The troubled St. Paul police crime lab will focus on crime scene analysis while moving its drug testing off-site to an accredited lab run by the state, City Council members said Wednesday before voting on new job classifications aimed at boosting the lab's integrity.

The plans, which are not final, were shared with council members who toured the lab earlier that day, said Council President Kathy Lantry. Lantry said the lab would seek accreditation for fingerprint analysis, a stringent process that could take about 18 months. The city would fund two people to analyze suspected drugs, but unlike previous criminalists, they would work at the Minnesota Bureau of Criminal Apprehension facility instead of the unaccredited crime lab at police headquarters.

"I think the idea is: Do things very well, show folks we are taking this very seriously," Lantry said. "The idea of working with the BCA makes sense to me."

The planned changes were prompted by damaging courtroom testimony last year that showed little oversight in the lab, poor documentation of the testing process and an absence of standardized policies for multiple aspects of its work.

Public defenders Lauri Traub and Christine Funk are challenging the lab's credibility in a handful of Dakota County drug cases.

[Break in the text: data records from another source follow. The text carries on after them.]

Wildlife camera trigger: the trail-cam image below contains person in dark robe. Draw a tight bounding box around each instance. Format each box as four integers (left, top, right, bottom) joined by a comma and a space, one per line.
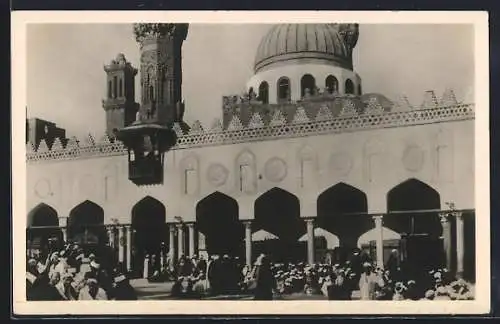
113, 273, 137, 300
254, 255, 276, 300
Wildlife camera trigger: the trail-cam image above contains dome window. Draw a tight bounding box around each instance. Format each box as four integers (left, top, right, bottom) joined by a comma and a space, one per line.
300, 74, 316, 98
257, 81, 269, 104
278, 77, 290, 103
325, 75, 339, 94
345, 79, 354, 94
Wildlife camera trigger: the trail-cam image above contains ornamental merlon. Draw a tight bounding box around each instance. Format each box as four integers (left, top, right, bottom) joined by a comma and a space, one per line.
26, 99, 475, 163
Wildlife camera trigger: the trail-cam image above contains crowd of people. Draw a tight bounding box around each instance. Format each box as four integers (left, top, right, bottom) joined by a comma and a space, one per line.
26, 244, 137, 301
26, 244, 474, 300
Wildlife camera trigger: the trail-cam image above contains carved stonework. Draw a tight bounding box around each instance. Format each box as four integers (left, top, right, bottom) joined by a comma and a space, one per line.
269, 109, 286, 126
207, 163, 229, 187
248, 112, 265, 128
316, 105, 333, 121
227, 115, 243, 131
403, 144, 424, 172
292, 107, 310, 124
264, 157, 287, 182
330, 152, 353, 176
26, 104, 475, 163
34, 178, 52, 199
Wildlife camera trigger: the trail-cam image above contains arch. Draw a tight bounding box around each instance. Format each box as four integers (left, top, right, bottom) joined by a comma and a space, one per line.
317, 182, 373, 249
384, 178, 441, 237
384, 178, 445, 272
252, 187, 306, 261
357, 226, 401, 248
27, 203, 59, 227
345, 79, 354, 94
258, 81, 269, 104
131, 196, 168, 275
300, 74, 316, 98
325, 74, 339, 94
277, 77, 291, 102
196, 191, 244, 257
67, 200, 107, 245
26, 203, 63, 251
299, 227, 340, 250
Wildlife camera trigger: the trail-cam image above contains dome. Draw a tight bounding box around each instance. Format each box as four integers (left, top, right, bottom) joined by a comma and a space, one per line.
255, 24, 358, 72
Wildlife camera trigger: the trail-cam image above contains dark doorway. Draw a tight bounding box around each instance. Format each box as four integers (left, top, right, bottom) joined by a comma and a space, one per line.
131, 196, 167, 276
325, 75, 339, 94
316, 182, 374, 254
68, 200, 107, 250
252, 188, 307, 262
26, 203, 64, 255
196, 192, 244, 258
300, 74, 316, 98
257, 81, 269, 104
384, 179, 446, 276
345, 79, 354, 94
384, 179, 442, 237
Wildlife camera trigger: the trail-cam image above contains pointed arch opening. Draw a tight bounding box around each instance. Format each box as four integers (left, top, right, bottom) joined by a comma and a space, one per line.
26, 203, 64, 253
277, 77, 291, 103
384, 179, 446, 272
316, 182, 373, 262
131, 196, 168, 276
252, 187, 306, 262
68, 200, 107, 249
345, 79, 354, 94
196, 191, 244, 257
325, 75, 339, 94
257, 81, 269, 104
300, 74, 316, 98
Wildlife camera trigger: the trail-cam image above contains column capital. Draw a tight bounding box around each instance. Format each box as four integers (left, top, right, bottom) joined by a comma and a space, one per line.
303, 217, 316, 224
439, 212, 450, 224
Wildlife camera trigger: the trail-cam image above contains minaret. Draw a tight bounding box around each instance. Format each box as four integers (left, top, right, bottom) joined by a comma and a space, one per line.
134, 24, 188, 125
102, 53, 139, 136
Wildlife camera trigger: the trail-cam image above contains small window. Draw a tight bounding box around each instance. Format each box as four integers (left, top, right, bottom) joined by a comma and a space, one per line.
113, 76, 118, 98
300, 74, 316, 97
108, 80, 113, 98
258, 81, 269, 104
278, 77, 290, 102
345, 79, 354, 94
325, 75, 339, 94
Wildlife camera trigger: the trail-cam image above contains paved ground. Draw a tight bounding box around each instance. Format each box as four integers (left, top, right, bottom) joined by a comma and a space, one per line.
131, 279, 357, 300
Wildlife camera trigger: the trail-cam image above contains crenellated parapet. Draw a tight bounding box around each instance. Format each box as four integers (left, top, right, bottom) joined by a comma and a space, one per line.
26, 90, 474, 163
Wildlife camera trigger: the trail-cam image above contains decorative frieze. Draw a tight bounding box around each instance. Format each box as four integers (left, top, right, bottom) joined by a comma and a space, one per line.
26, 104, 474, 163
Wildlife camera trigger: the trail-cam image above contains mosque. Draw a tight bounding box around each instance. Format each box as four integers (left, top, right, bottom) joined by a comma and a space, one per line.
26, 24, 475, 278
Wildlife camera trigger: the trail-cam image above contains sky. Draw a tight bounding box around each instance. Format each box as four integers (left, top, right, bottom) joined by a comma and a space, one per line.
27, 24, 474, 136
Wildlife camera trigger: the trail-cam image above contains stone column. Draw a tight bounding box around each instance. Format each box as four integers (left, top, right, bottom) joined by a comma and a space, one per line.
177, 224, 184, 259
61, 227, 68, 243
453, 212, 465, 278
439, 213, 452, 270
306, 218, 314, 264
118, 226, 125, 263
373, 215, 384, 268
168, 225, 175, 263
243, 221, 252, 267
187, 223, 196, 257
125, 225, 132, 272
106, 226, 114, 247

Judge Kathryn Davis Messerich must decide by early March if evidence first handled by the police lab was exposed to such a high risk of contamination that the same evidence tested at the BCA should be kept out of court.

The City Council voted Wednesday to approve the creation of new job descriptions that require candidates with experience in an accredited lab.

The criminalist job description does not require experience in accredited labs, and three criminalists at the heart of court testimony were laid off in November. The city rehired one as a property clerk and another as an office assistant.

The council members' tour is the first time improvement plans for the lab have been made public. The city hired two consultants to review and revamp the lab. The audits are expected to be released soon, along with details on how the department will spend $1 million set aside for improvements.

Council Members Chris Tolbert and Amy Brendmoen and city Financial Services Director Todd Hurley joined the tour. "This is something that we are all watching very closely and making sure we do right," Tolbert said.

Police spokesman Howie Padilla said he could not talk in detail about the lab's future but the department is working toward more stringent standards.

Ramsey County is also looking at funding one person at the BCA to test suburban cases, which had been handled by St. Paul police, sheriff's spokesman Randy Gustafson said.

Although Messerich's decision directly affects only four cases, its effect is far-reaching on the three counties that relied on the police lab -- Dakota, Ramsey and Washington. State Public Defender John Stuart recently asked public defender Jenny Chaplinski to review cases that may have been wrongfully convicted.

Chaplinski and six law clerks are pulling 1,700 cases from the past two years for possible post-conviction relief, which could include anything from a reduced sentence to dismissal of the conviction. "The Crime Lab Project" has identified 13,968 cases going back to 2001, the year Sgt. Shay Shackle became the crime lab director. He was replaced when testimony started.

"What if people are sitting in prison and they shouldn't be?" Chaplinski said.